1). -b, –background :
This command will execute operations in the background. It is suitable for large scans
Example:
[root@hoststud ~]# maldet -b -r /home/hoststud/
2). -u, –update :
This command will update malware detection signatures from rfxn.com
3). -d, –update-ver
This command will update the installed version from rfxn.com
Example:
[root@hoststud ~]# maldet -d
4). -m, –monitor USERS|PATHS|FILE
This command will run maldet with inotify kernel level file create/modify monitoring
e.g: maldet –monitor users
e.g: maldet –monitor /root/monitor_paths
e.g: maldet –monitor /home/mike,/home/ashton
Example:
[root@hoststud ~]# maldet -m /home/hoststud/
5). -k, –kill
This command will terminate inotify monitoring service
Example:
[root@hoststud ~]# maldet -k
6). -r, –scan-recent PATH DAYS
This command will scan files created/modified in the last X days (default: 7d, wildcard: ?)
e.g: maldet -r /home/?/public_html 2
7). -a, –scan-all PATH
This command will scan all files in path (default: /home, wildcard: ?)

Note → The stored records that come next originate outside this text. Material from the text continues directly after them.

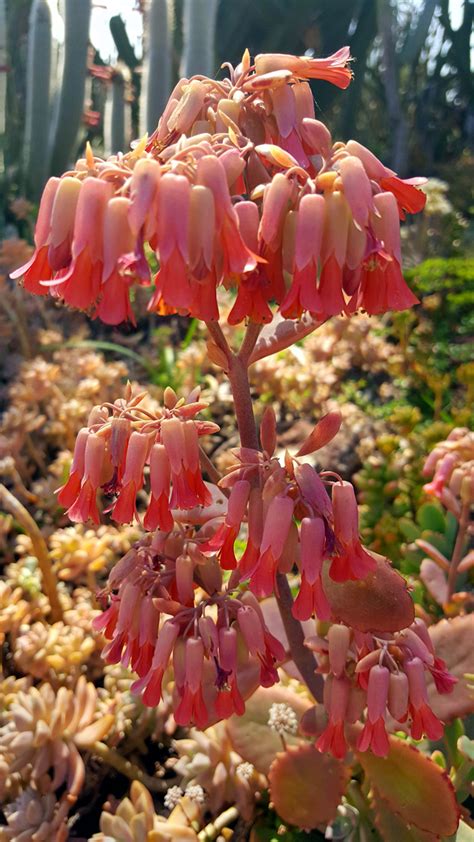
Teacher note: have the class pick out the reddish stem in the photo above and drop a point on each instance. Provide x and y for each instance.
(239, 383)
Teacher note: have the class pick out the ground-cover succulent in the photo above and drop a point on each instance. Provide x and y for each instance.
(240, 187)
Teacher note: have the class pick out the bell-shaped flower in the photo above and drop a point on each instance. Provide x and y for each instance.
(374, 735)
(311, 599)
(114, 306)
(336, 698)
(350, 560)
(70, 490)
(332, 69)
(234, 255)
(158, 513)
(172, 281)
(333, 252)
(85, 504)
(136, 456)
(192, 707)
(275, 531)
(224, 538)
(303, 293)
(80, 285)
(423, 720)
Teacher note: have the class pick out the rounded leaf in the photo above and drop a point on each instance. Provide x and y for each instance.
(380, 602)
(306, 786)
(250, 734)
(414, 787)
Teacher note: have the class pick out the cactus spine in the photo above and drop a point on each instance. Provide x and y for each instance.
(37, 97)
(156, 79)
(71, 98)
(199, 28)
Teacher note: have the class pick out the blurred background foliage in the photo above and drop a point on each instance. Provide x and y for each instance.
(77, 70)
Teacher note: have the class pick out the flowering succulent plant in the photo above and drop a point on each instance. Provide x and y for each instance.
(241, 188)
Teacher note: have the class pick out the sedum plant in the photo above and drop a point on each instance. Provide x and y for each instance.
(241, 188)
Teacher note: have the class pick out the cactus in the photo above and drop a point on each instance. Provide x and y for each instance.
(116, 131)
(71, 98)
(156, 78)
(37, 97)
(199, 26)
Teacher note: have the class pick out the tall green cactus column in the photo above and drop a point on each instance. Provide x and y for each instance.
(71, 98)
(199, 29)
(37, 117)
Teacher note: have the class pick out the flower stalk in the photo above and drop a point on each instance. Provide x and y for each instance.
(12, 505)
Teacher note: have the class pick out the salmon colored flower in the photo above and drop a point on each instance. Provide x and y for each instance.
(332, 69)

e.g: maldet -a /home/?/public_html
8). -c, –checkout FILE
This command will upload suspected malware to rfxn.com for review & hashing into signatures
9). -l, –log
This command will view maldet log file events.
Example:
[root@hoststud ~]# maldet -l
10). -e, –report SCANID email
This command will view scan report of most recent scan or of a specific SCANID and optionally e-mail the report to a supplied e-mail address.
e.g: maldet –report
e.g: maldet –report list
e.g: maldet –report 08594-19634.85478
e.g: maldet –report SCANID user@domain.com
11). -s, –restore FILE|SCANID
This command will restore file from quarantine queue to orginal path or restore all items from a specific SCANID
e.g: maldet –restore /usr/local/maldetect/quarantine/config.php.23754
e.g: maldet –restore 08594-19634.85478
12). -q, –quarantine SCANID
This command will quarantine all malware from report SCANID
e.g: maldet –quarantine 08594-19634.85478
13). -n, –clean SCANID
This command will try to clean & restore malware hits from report SCANID
e.g: maldet –clean 08594-19634.85478
14). -U, –user USER
This command will set execution under specified user, ideal for restoring from user quarantine or to view user reports.
e.g: maldet –user nobody –report
e.g: maldet –user nobody –restore 08594-19634.85478
15). -p, –purge
This command will clear logs, quarantine queue, session and temporary data.